Ask HN: Is this book lying about taking only 20 hours to learn programming? - goughgough
A book by Josh Kaufman<p>Am I missing something?<p>I get his point that we don&#x27;t need to spend 10,000 hours to master something.<p>But , 20 hours? A marketing point to sell a book may be? (cynicism overspill here).<p>I have read chapter 5 of his book &quot;The First 20 Hours: How to Learn Anything . . . Fast! by Josh Kaufman (Jun 6, 2013)&quot;<p>In it he described the process of how he went about breaking down and defining a programming problem and researching solutions and deciding which tools {out of a myriad of choices} to use for the job and downloading and installing tools and coding a Wordpress replacement solution using Sinatra and Jekyll etc.<p>For the scope of his programming project, see &quot;Deconstructing the End Result&quot;  at :
http:&#x2F;&#x2F;tinyurl.com&#x2F;ocm4kua<p>Along the way in his 20 hours journey a coder wannabe like me is introduced to new programming tools and concepts such as:<p>git, Sinatra, Heroku, Jekyll, DataMapper, Rake , framework , state etc.<p>He described how he researched and decided to reject using Ruby on Rails in favor of Sinatra; 
rejected Postgres in favor of DataMapper ; 
rejected Python in favor of using Ruby ; 
choosing Heroku instead of alternatives ; 
making complicated choices along the way.<p>All these in 20 hours.<p>Granted, he went into the project already knowing how to deal with html and css and maintaining server issues that host his website http:&#x2F;&#x2F;personalmba.com --- none of these skills I possess.<p>In case you don&#x27;t know who Josh Kaufman is, take a look at this video.
https:&#x2F;&#x2F;www.youtube.com&#x2F;watch?v=5MgBikgcWnY<p>..........Another question :<p>If you were to study computer programming again, how would you go about shortening your learning curve?<p>..........tl;dr:  
Is it really possible for a newbie to learn programming in 20 hours or less to solve a programming issue?<p>What resources or advice would you use or what pitfalls would you avoid to get to the end goal of learning programming faster?<p>Thanks a million.
======
segmondy
You can learn a lot in 20 hours, you can't learn all you need in 20 hours. The
key is maintaining a fine balance between learning(READING) and
doing(LEARNING). With google/stackoverflow, one can do a lot without
understanding much, kinda bruteforce your way to the solution.
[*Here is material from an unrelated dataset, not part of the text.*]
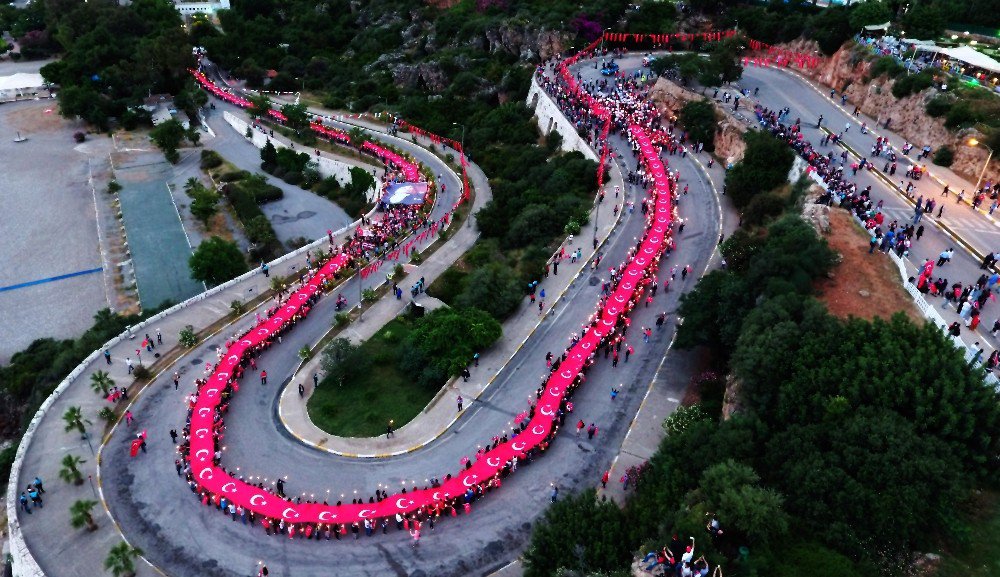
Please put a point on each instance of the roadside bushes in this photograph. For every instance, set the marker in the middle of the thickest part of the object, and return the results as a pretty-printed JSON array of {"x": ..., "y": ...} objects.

Just start doing, there was a post where someone learned to program by
building a small project everyday for about 180days, that's more like it. Take
that approach, start building everyday, non stop. Don't worry about the amount
of time, just finish whatever you start.

------
gamechangr
You won't learn ...

"git, Sinatra, Heroku, Jekyll, DataMapper, Rake , framework , state etc."

in 20 hours.

That is certainly marketing!

Maybe give you a very basic introduction and that's all.

------
nether
it's like learning "writing." the process doesn't end at 20 or 2,000 hours.